Please choose a task:
tabularize packet data (TaPCAP)
generate regular expression signatures (RExACtor)
=> configure and train models (ALPINE, PALM, MAPLE, DATE)
classify packets (ALPINE, PALM, MAPLE, DATE)
clear current cache
In the main Forager menu, select “configure and train models” from the options. Note that if you choose to proceed, the stored model and labels in the cache directory will be overwritten. To save these models, copy them elsewhere before proceeding to train new ones. Next, select MAPLE as a training model. Note here that you may choose to train multiple models sequentially to save manual entry and effort.
Forager: A Network Training Classification Toolkit.
Please choose one or more models to train (press SPACE to mark, ENTER to continue):
( ) ALPINE
( ) PALM
=> (X) MAPLE
( ) DATE
Following selection, you will be asked to provide input files and a label for each file. Labels may be re-used for multiple files. Note that labels must be exact in order to match (i.e. case-sensitive, spelled identically). You will be prompted for more files until you reply ‘n’.
Forager: A Network Training Classification Toolkit
Entering training mode...
WARNING: editing a model's configuration will override its current cache and settings. Continue (y/n)? y
CSV file input path? /Users/mkapoor1/Desktop/pop.csv
Label? POP3
Add another file (y/n)?
Once input files are provided, training will commence for the configured number
of epochs (default is 20). During training, loss, accuracy, precision, and recall
metrics will be printed to standard output. Once the training is complete,
the log will print the model description. The neural network model will be saved
to cache/maple/maple.json, and the weights to cache/maple/maple.h5. The
provided labels will be stored in cache/maple/labels.txt.
Testing Mode:
Forager: A Network Training Classification Toolkit.
Please choose a task:
tabularize packet data (TaPCAP)
generate regular expression signatures (RExACtor)
configure and train models (ALPINE, PALM, MAPLE, DATE)
=> classify packets (ALPINE, PALM, MAPLE, DATE)
clear current cache
In the main Forager menu, select “classify packets” from the options. You will then be prompted to select the model(s) for training. The saved weights and data structures from the previous training session will be loaded from the cache. If no model is found, an error message will be shown.
Forager: A Network Training Classification Toolkit.

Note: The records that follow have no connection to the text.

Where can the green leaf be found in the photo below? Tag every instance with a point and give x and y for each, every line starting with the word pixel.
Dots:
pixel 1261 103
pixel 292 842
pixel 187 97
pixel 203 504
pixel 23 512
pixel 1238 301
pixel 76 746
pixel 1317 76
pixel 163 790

Please choose one or more models to test (press SPACE to mark, ENTER to continue):
( ) ALPINE
( ) PALM
=> (X) MAPLE
( ) DATE
Next, you will need to provide an input file path for the test data.
Forager: A Network Training Classification Toolkit
Entering testing mode...
CSV file input path? /Users/mkapoor1/Desktop/pop.csv
testing MAPLE
After classification is complete, results will be written to a file under “cache/results/<input file name>_results.txt”.
Publication:
Kapoor, M., Quance, J., Napolitano, M., Krishnan, S., Moyer, T. Detecting VoIP Data Streams: Approaches Using Hidden Representation Learning. In proceedings of 35th Annual Conference on Innovative Applications of Artificial Intelligence (IAAI-23). 7-14 February 2023.